In “Narrating Their Paths”, Francisco Fuentes Antrás charts the paths undertaken by Cuban writer Lien Carrazana and Nigerian author Chimamanda Ngozi Adichie in two of their short stories – especially as the journeys of their narrators allow them to defy the limits of political discourses.
In “Learning to Sleep in New Places”, KC Barrientos expertly draws us into the “third space” – between Latin American and Anglo-American social spaces – that Junot Díaz’s characters constantly inhabit.
Julie Boutwell-Peterson watches Zadie Smith turn colonial tropes on their head in her analysis of White Teeth; in asking “Who Are These People?”, she examines the means by which Smith redirects oppressive discourses.
As part of his “Ongoing Revelation,” Ryan Carroll develops an excellent sense of endings. His study of Virginia Woolf and Gabriel García Márquez examines that which is absent or missing at the culmination of their works – and, within those absences, that which keeps a text alive (and vital) in the mind of the reader.
Turni Chakrabarti dives deep into political and poetic archives in “The Poetics of Nationhood and Empires,” her rich analysis of the roles of gender and coloniality in Thomas Gray and Anna Letitia Barbauld’s poetry.
Margaret Paz recognizes that “The Well Behaved Rarely Make History,” comparing narratives of three figures (both fictional and historical) who transcend the boundaries of Medieval gender.

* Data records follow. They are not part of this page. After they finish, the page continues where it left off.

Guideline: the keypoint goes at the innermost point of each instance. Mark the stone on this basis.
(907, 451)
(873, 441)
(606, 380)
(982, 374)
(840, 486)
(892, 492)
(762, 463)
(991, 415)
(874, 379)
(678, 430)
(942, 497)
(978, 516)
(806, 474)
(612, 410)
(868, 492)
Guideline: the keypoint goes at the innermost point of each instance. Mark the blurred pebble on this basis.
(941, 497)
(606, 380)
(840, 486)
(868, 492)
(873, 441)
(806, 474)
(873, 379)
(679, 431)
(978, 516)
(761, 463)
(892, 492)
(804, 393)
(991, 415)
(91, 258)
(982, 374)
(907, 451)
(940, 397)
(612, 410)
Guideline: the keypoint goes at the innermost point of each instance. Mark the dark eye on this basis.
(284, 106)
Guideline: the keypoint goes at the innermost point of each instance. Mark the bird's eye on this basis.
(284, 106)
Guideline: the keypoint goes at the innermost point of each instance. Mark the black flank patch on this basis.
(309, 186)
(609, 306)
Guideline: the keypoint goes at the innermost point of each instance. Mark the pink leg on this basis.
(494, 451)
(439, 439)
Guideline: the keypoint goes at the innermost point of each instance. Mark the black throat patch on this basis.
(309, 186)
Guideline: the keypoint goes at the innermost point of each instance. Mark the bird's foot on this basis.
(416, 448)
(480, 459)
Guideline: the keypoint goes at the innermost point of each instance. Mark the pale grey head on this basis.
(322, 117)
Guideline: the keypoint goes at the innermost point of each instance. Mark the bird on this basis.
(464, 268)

Her essay examines the extent to which these individuals’ acts of self-transformation and social transgression were recognized, represented, and in some occasions, uplifted.
Emma van Meyeren invites us to the poetic world of Dutch writer Judith Herzberg, guiding readers towards the possibilities of “soft resistance” as the poet contends with traumatic histories.
In “Exile and Belonging,” Laura Williamson examines two Caribbean authors’ semi-autobiographical histories of migration. In studying Julia Alvarez and Gisèle Pineau’s novels, she identifies the historical fissures that inform their protagonists’ struggles – and that, at various moments, draw them towards the (im)possibilities of an idyllic return home.
Portals is indebted to the hard work of its assistant editors, Tiffany Hudson, Marisa Jimison, Paige Kiehl, Ederlyn Peralta, Javier Villafuerte, and Laura Williamson.
We hope you enjoy reading these wonderful essays and exploring the newly-updated Portals website.